Still, there’s enough momentum remaining to produce one of the fastest Makisupa tempos you’ll ever hear, and that keeps the wheels greased for Antelope, the moment (along with The Curtain) that most frightened young Peerless. “I just remember feeling like Antelope couldn’t possibly build any more and then not believing it kept building… and then having that experience three or four times. I’m pretty sure I clutched my chest and turned to my friend Paige (female, does not play piano) and said “good God” when it finally peaked,” he reports. Provoking terror and heart palpitations in unsuspecting first-timers — that’s the December 95 experience, baby.

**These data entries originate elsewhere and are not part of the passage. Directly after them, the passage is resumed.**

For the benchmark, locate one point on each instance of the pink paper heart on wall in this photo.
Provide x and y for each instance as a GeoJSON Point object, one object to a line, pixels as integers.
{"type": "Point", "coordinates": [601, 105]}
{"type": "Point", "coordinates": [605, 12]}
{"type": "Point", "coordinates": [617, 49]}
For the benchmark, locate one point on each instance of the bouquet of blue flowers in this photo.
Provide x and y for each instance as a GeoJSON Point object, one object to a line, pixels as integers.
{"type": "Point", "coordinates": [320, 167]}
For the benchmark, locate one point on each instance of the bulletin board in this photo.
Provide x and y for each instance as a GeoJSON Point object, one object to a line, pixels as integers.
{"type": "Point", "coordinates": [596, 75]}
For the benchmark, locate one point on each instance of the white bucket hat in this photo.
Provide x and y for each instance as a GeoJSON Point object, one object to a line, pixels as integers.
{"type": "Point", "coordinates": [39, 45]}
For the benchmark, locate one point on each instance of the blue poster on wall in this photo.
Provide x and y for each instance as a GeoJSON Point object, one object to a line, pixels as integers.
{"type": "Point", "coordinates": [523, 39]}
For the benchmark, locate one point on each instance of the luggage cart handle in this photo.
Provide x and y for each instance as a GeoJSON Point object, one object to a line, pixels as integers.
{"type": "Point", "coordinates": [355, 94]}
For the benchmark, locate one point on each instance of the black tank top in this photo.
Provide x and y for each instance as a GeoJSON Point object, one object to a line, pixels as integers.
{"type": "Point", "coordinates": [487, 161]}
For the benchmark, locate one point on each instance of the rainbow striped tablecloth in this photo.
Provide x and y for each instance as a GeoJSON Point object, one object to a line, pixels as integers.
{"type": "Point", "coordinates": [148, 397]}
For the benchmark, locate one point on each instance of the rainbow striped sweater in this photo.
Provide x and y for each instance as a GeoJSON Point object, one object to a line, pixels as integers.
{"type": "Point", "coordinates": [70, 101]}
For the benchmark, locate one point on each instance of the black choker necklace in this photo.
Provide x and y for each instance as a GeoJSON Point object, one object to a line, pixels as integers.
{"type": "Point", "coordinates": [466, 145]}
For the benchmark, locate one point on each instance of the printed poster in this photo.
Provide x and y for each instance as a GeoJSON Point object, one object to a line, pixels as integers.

Finally, after a bit of a late second-set lull thanks to the inescapable Mule and Strange Design, a rare Harry Hood encore provides the arena-rock sized spectacle that will define the next month’s triumphs. It’s not a Hall of Fame version, but in its confident pace and fluent emotional manipulation, it represents a band that has no uneasiness about playing at a venue just a half step below the East Coast arenas where their debuts have so far produced mixed, nervous results. I’d quote Peerless here, but he had to leave early to get a ride home from his Mom (sorry, still jealous he got to see a 95 show).
So my final answer to the prompt, “is Dayton 95 a December show” is...mostly yes. It ticks a lot of those December 95 marks, but without absolutely defining or mastering any of them, leaving room for improvement in the weeks that follow. Like those interstitial spaces between Tweezer and Makisupa and Makisupa and Antelope, it’s a hybrid of both November and December, a sleek transition from one phase into another.